Simulated Author's Rebuttal

2 responses · 1 unresolved

We thank the referee for highlighting the need for stronger justification around benchmark selection and threat model scope. Our responses below address each major comment directly. We maintain that the paper's core contribution is a narrow empirical demonstration of the gap between connection-layer and execution-layer controls, rather than a claim of exhaustive coverage.

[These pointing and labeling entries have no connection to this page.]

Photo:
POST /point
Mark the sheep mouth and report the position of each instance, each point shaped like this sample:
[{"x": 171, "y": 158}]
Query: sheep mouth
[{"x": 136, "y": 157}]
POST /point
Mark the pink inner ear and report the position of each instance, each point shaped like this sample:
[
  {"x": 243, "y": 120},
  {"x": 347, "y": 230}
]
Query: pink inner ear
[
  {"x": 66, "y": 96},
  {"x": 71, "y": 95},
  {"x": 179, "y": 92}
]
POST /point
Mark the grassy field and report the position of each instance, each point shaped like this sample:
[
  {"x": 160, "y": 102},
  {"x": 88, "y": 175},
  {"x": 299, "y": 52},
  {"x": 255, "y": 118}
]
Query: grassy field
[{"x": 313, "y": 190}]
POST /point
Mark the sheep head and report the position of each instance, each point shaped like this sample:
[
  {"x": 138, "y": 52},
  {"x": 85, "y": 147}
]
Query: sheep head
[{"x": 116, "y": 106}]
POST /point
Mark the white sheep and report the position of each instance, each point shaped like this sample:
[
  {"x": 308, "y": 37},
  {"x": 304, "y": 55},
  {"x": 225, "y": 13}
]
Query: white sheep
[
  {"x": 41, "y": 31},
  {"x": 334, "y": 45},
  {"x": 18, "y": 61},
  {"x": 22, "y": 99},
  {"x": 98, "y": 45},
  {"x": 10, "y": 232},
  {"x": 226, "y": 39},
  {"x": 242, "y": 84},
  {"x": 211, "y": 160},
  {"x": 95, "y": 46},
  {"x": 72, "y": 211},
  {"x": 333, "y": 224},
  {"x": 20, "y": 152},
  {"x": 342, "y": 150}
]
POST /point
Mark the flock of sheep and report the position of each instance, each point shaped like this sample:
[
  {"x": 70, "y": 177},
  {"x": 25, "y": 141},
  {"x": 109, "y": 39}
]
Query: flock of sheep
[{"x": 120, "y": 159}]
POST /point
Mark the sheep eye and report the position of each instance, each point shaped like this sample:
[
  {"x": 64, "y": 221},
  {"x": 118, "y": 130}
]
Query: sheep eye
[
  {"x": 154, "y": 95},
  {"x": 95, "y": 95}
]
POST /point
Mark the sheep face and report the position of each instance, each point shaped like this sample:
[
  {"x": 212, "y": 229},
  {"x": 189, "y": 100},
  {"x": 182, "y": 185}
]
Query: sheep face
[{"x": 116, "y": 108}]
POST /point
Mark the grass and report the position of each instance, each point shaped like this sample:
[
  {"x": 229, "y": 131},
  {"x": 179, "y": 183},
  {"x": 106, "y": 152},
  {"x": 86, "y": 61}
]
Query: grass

read point-by-point responses

Referee: [§5 (Benchmark Evaluation)] §5 (Benchmark Evaluation): The central claim that the eight invariants suffice rests on HCP blocking all 10 modeled attacks while baselines permit 6–10. The paper reports ablations but provides no systematic derivation or completeness argument showing that the 10 cases exhaust relevant threats (OAuth misuse, resource poisoning, capability confusion, data-flow violations) or that HCP introduces no new attack surface; without this, the necessity/sufficiency conclusion remains unsupported.

Authors: We agree the manuscript does not contain a formal completeness proof or exhaustive enumeration of the threat space. The eight invariants are motivated by observed failure modes in MCP-style systems, and the evaluation shows they block the ten concrete attacks while connection-layer baselines do not. The abstract and conclusion explicitly frame the result as supporting only a narrow claim: that an execution-control layer is required in addition to connection conventions. We will revise §5 to add an explicit subsection on benchmark construction, mapping each of the ten cases to the categories listed by the referee and to the eight invariants. We will also add a short discussion of design choices intended to avoid introducing new surfaces (e.g., explicit protocol state and deny-path audit). These changes constitute a partial revision; a full formal argument that the cases are exhaustive or that HCP is free of new surfaces lies outside the paper's scope. revision: partial
Referee: [Threat Model and Benchmark Selection] Threat Model and Benchmark Selection: The weakest assumption—that the 10 cases accurately model the full MCP-style attack surface—is load-bearing for the recommendation of an execution-control layer. A more explicit justification of case selection criteria and an argument against missing classes would be required to make the empirical comparison decisive.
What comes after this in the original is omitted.